JPH04243119A - Resist heating apparatus - Google Patents

Abstract

PURPOSE:To provide a resist heating apparatus which facilitates reduction of a resist heating time, reduction of a substrate conveying route owing to the reduction of the heating time and reduction of the size owing to the simplification of the construction and has improved reliability. CONSTITUTION:A shaft 14 which has rollers 15a and 15b at the positions corresponding to a substrate 17 to be conveyed is attached to side plates 13a and 13b with bearings 16a and 16b therebetween so as to rotate freely. The substrate 17 on the rollers 15a and 15b is heated from upper and lower sides by infrared radiation apparatuses 12a and 12b and, further, conveyed between the infrared radiation apparatuses 12a and 12b by the rotation of the rollers 15a and 15b, companying the rotation of the shaft 14.

Description

[Detailed description of the invention]

0001

BACKGROUND OF THE INVENTION 1. Field of the Invention The present invention relates to a resist heating apparatus for heating a resist used for forming electrodes on a substrate.

0002

2. Description of the Related Art FIG. 4 is a front view of a conventional resist heating apparatus 1. Rollers 5a, 5b are installed at the tips of the side plates 3a, 3b.
The shafts 4a, 4b with the bearings 6a, 6b
Multiple units are installed rotatably through the side plate 3a,
3b, the rollers 5a and 5b are installed with an interval that allows the substrate 7 to be transported. The substrate 7 placed on the rollers 5a and 5b is sandwiched between hot plates 2a and 2b having heating wires built therein from the top and bottom in FIG. 4.
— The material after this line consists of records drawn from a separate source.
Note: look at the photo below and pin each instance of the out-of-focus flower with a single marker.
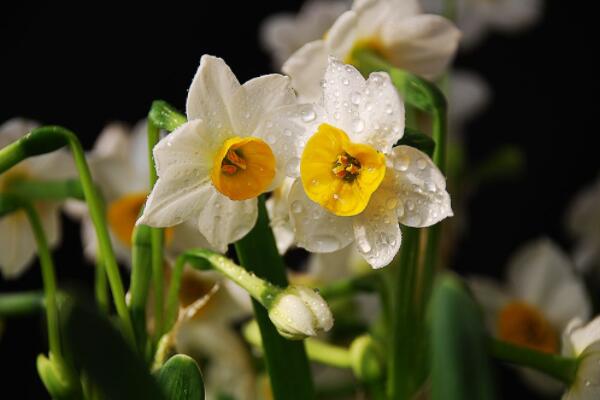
(583, 222)
(119, 165)
(541, 296)
(420, 43)
(351, 183)
(583, 342)
(212, 168)
(298, 312)
(18, 246)
(282, 34)
(475, 18)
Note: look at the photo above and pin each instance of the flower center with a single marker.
(524, 325)
(340, 175)
(243, 168)
(124, 212)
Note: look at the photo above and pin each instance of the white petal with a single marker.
(223, 221)
(316, 229)
(376, 230)
(423, 44)
(306, 67)
(539, 272)
(382, 111)
(211, 92)
(17, 247)
(258, 97)
(420, 186)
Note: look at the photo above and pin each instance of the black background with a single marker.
(85, 65)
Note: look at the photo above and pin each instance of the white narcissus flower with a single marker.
(475, 18)
(17, 242)
(351, 183)
(119, 166)
(583, 342)
(282, 34)
(212, 168)
(583, 222)
(423, 44)
(541, 296)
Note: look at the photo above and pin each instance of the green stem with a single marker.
(157, 241)
(49, 138)
(22, 303)
(286, 361)
(557, 366)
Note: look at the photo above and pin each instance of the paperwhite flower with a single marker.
(583, 342)
(284, 33)
(475, 18)
(583, 222)
(119, 166)
(17, 242)
(351, 183)
(421, 43)
(212, 168)
(541, 296)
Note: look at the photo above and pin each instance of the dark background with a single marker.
(83, 66)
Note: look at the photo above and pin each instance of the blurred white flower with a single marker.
(119, 166)
(583, 223)
(475, 18)
(351, 183)
(421, 43)
(282, 34)
(541, 296)
(583, 342)
(17, 244)
(212, 168)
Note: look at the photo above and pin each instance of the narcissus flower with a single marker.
(542, 295)
(284, 33)
(583, 342)
(352, 184)
(18, 246)
(212, 168)
(420, 43)
(119, 165)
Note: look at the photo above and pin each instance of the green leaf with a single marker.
(181, 379)
(100, 351)
(460, 367)
(417, 140)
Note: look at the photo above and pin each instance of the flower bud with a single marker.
(299, 312)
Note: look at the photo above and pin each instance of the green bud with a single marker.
(367, 360)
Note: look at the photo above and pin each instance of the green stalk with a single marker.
(557, 366)
(49, 138)
(286, 361)
(22, 303)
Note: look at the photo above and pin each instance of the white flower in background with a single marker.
(282, 34)
(421, 43)
(204, 331)
(17, 242)
(212, 168)
(475, 18)
(583, 222)
(541, 296)
(119, 165)
(583, 342)
(351, 183)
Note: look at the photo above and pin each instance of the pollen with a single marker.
(340, 175)
(522, 324)
(243, 168)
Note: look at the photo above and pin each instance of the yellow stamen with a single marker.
(524, 325)
(338, 174)
(243, 168)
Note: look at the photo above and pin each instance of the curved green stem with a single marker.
(49, 138)
(557, 366)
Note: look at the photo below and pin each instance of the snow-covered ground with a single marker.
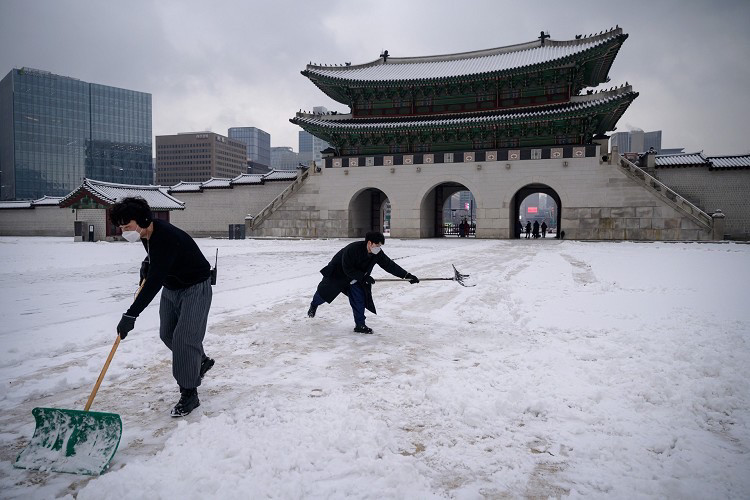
(614, 370)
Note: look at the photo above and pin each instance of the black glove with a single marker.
(126, 324)
(144, 270)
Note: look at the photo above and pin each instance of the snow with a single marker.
(570, 369)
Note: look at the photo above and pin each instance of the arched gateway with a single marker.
(501, 123)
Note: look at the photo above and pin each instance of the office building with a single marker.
(257, 142)
(284, 158)
(55, 130)
(197, 157)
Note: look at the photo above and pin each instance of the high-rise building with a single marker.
(284, 158)
(311, 146)
(636, 141)
(55, 130)
(197, 157)
(257, 142)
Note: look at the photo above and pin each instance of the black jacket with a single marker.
(353, 262)
(175, 262)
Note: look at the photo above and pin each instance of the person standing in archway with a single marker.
(349, 273)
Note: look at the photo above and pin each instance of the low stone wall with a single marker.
(599, 201)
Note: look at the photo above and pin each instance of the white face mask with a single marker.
(131, 236)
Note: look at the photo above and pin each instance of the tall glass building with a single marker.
(56, 130)
(258, 143)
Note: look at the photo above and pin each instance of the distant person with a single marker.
(349, 273)
(176, 263)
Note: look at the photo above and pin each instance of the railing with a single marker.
(668, 194)
(453, 230)
(279, 200)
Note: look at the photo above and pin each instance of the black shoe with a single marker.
(187, 403)
(206, 365)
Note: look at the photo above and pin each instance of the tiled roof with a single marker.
(215, 182)
(248, 179)
(157, 197)
(681, 160)
(736, 161)
(577, 103)
(466, 63)
(280, 175)
(186, 187)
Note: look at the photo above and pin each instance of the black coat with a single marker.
(353, 262)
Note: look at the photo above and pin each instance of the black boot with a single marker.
(206, 365)
(187, 403)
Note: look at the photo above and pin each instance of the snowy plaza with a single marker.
(618, 370)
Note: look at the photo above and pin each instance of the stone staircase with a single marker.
(665, 193)
(253, 223)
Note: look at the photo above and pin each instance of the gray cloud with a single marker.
(236, 63)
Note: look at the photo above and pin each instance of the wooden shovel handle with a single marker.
(101, 375)
(109, 360)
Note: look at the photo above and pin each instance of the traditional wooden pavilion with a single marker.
(523, 95)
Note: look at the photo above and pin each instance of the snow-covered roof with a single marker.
(216, 182)
(45, 201)
(108, 193)
(280, 175)
(186, 187)
(465, 63)
(681, 160)
(735, 161)
(577, 103)
(248, 179)
(699, 160)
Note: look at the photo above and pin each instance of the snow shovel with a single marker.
(457, 277)
(74, 441)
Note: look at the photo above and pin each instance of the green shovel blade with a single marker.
(74, 441)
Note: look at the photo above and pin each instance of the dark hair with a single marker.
(128, 209)
(375, 237)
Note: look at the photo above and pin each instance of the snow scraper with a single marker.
(459, 278)
(74, 441)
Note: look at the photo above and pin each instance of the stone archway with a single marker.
(433, 210)
(366, 212)
(525, 192)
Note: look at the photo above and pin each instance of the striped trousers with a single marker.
(184, 315)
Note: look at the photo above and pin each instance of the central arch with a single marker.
(525, 192)
(438, 217)
(367, 212)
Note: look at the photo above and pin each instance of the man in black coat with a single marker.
(175, 263)
(349, 273)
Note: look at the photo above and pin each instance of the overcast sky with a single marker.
(211, 65)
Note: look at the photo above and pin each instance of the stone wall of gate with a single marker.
(599, 200)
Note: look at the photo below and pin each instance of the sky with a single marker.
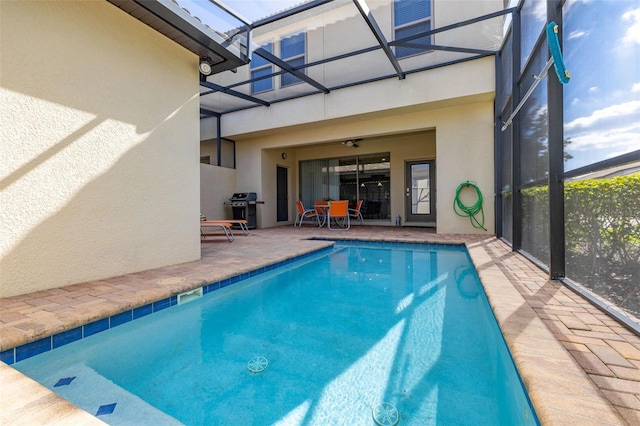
(250, 10)
(601, 50)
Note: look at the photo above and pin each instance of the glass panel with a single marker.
(602, 99)
(406, 11)
(347, 169)
(374, 174)
(312, 181)
(288, 79)
(402, 52)
(420, 189)
(603, 240)
(292, 46)
(535, 222)
(350, 178)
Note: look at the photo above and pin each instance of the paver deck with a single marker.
(579, 365)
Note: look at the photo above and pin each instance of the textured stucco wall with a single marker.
(459, 138)
(100, 140)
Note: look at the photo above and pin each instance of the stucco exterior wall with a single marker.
(459, 138)
(217, 184)
(100, 146)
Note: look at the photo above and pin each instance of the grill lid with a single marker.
(244, 196)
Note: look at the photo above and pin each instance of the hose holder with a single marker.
(471, 211)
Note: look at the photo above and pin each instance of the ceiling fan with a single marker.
(353, 143)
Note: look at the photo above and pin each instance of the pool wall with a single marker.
(28, 350)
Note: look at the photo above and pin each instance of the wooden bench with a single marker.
(224, 225)
(242, 223)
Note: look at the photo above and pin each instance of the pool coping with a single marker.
(559, 388)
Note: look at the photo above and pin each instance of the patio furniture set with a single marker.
(335, 214)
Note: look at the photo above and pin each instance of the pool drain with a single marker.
(385, 414)
(257, 364)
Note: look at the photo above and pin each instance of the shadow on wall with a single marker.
(99, 182)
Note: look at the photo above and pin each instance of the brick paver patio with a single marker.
(579, 365)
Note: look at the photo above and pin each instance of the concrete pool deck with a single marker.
(578, 364)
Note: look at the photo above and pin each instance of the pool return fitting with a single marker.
(471, 211)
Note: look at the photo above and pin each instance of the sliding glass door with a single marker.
(353, 178)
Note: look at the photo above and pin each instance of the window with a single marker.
(411, 17)
(260, 67)
(292, 51)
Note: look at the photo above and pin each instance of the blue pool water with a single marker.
(339, 333)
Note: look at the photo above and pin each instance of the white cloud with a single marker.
(597, 117)
(632, 36)
(614, 141)
(577, 34)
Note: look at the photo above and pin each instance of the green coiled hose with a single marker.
(472, 211)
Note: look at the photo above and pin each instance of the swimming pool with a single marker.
(340, 332)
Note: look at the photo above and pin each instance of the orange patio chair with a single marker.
(305, 214)
(355, 213)
(339, 212)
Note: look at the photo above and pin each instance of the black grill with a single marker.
(243, 205)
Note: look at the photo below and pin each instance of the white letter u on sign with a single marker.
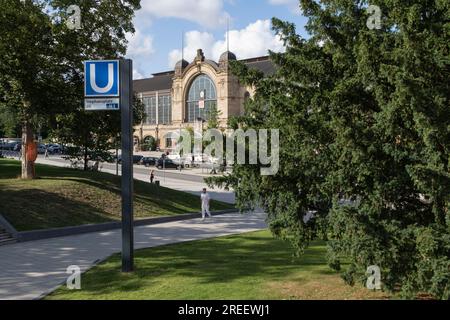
(110, 79)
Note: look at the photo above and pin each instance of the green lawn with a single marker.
(248, 266)
(63, 197)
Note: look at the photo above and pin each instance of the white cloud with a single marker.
(253, 41)
(140, 49)
(293, 5)
(207, 13)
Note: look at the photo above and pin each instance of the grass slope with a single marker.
(248, 266)
(65, 197)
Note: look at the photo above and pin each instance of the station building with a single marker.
(184, 97)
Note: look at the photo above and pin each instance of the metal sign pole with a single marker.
(126, 101)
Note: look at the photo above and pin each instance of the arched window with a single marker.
(201, 99)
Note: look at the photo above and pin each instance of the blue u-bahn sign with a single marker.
(101, 78)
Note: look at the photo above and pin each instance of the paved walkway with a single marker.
(31, 269)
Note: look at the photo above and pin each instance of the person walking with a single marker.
(205, 204)
(152, 176)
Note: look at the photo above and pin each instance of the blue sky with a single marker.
(160, 24)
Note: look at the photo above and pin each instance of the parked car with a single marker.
(136, 159)
(168, 164)
(41, 149)
(54, 148)
(148, 161)
(17, 147)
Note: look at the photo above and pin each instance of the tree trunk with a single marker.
(27, 138)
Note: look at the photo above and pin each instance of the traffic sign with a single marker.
(101, 78)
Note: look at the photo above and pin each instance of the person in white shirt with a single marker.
(205, 204)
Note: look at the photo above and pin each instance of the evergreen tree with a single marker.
(364, 118)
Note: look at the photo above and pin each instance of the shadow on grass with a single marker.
(214, 262)
(33, 209)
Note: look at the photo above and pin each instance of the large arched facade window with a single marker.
(201, 99)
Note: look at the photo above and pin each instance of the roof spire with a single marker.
(228, 33)
(182, 45)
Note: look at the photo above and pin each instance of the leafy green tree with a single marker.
(41, 67)
(364, 118)
(92, 134)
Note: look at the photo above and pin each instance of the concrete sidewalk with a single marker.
(32, 269)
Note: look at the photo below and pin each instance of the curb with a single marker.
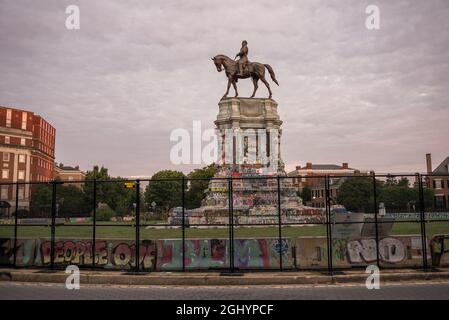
(216, 279)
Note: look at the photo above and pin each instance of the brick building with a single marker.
(68, 174)
(438, 180)
(308, 175)
(27, 152)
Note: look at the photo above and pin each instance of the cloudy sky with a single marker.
(136, 70)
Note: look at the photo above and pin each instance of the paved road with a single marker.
(16, 291)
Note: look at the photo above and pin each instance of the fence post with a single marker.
(279, 221)
(328, 227)
(53, 225)
(183, 228)
(231, 225)
(94, 213)
(376, 212)
(137, 225)
(422, 221)
(15, 224)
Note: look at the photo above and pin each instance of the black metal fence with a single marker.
(255, 223)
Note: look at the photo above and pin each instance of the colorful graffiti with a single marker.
(311, 252)
(166, 255)
(110, 254)
(214, 253)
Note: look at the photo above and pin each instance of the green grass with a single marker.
(126, 231)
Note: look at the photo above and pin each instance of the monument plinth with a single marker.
(249, 135)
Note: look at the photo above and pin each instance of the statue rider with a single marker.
(243, 54)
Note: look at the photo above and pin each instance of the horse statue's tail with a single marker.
(270, 70)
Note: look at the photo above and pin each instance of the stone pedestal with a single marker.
(249, 133)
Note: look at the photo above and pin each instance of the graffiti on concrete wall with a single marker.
(113, 254)
(440, 250)
(214, 253)
(311, 252)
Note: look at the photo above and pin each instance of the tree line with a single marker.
(114, 199)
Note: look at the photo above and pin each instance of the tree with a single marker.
(356, 194)
(112, 192)
(71, 201)
(306, 194)
(41, 199)
(165, 189)
(198, 185)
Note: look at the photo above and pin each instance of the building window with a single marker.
(8, 118)
(24, 120)
(21, 192)
(439, 202)
(4, 192)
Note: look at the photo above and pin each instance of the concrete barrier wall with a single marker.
(160, 255)
(404, 251)
(254, 253)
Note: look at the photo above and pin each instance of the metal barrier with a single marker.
(147, 252)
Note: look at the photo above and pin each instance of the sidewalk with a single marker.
(214, 278)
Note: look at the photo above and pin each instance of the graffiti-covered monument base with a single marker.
(249, 136)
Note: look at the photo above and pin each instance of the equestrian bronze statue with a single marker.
(243, 69)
The substrate 7 is made of, for example, ITO for a liquid crystal display element.
This is a state in the middle of the (indium tin oxide) electrode formation process, and an ITO film is formed on a transparent substrate, and a resist is applied onto it.

The substrate 7 is rotated by the hot plates 2a and 5b by the rotation of the rollers 5a and 5b in conjunction with the rotation of the shafts 4a and 4b.
2b. At this time, the substrate 7 is heated by the hot plates 2a and 2b to harden the resist on the substrate 7.

[0005]

[Problems to be Solved by the Invention] When using the resist heating device 1, since the hot plates 2a, 2b and the substrate 7 are not in contact with each other, the hot plates 2a, 2b must first be connected to the hot plates 2a, 2b and the substrate 7. heats the air between the After the air is heated, the heated air is heated to the substrate 7.
There is a problem in that it takes time for the temperature of the substrate 7 to rise because of the heating. Moreover, this also causes problems in that the resist heating time becomes longer, the transport path of the substrate 7 becomes longer, and the resist heating device 1 becomes larger.

Furthermore, for the same reason as mentioned above, if the distance between the hot plates 2a, 2b and the substrate 7 is wider than 5 mm, the substrate 7 will not be heated sufficiently, so the rollers 5a, 5b are attached to one shaft. I can't. Therefore, the rollers 5a, 5b are connected to separate shafts 4a, 4, respectively.
It must be attached to b. When the board 7 is placed on the rollers 5a, 5b, the weight of the board 7 causes the ends of the shafts 4a, 4b, to which the rollers 5a, 5b are attached, to tilt downward.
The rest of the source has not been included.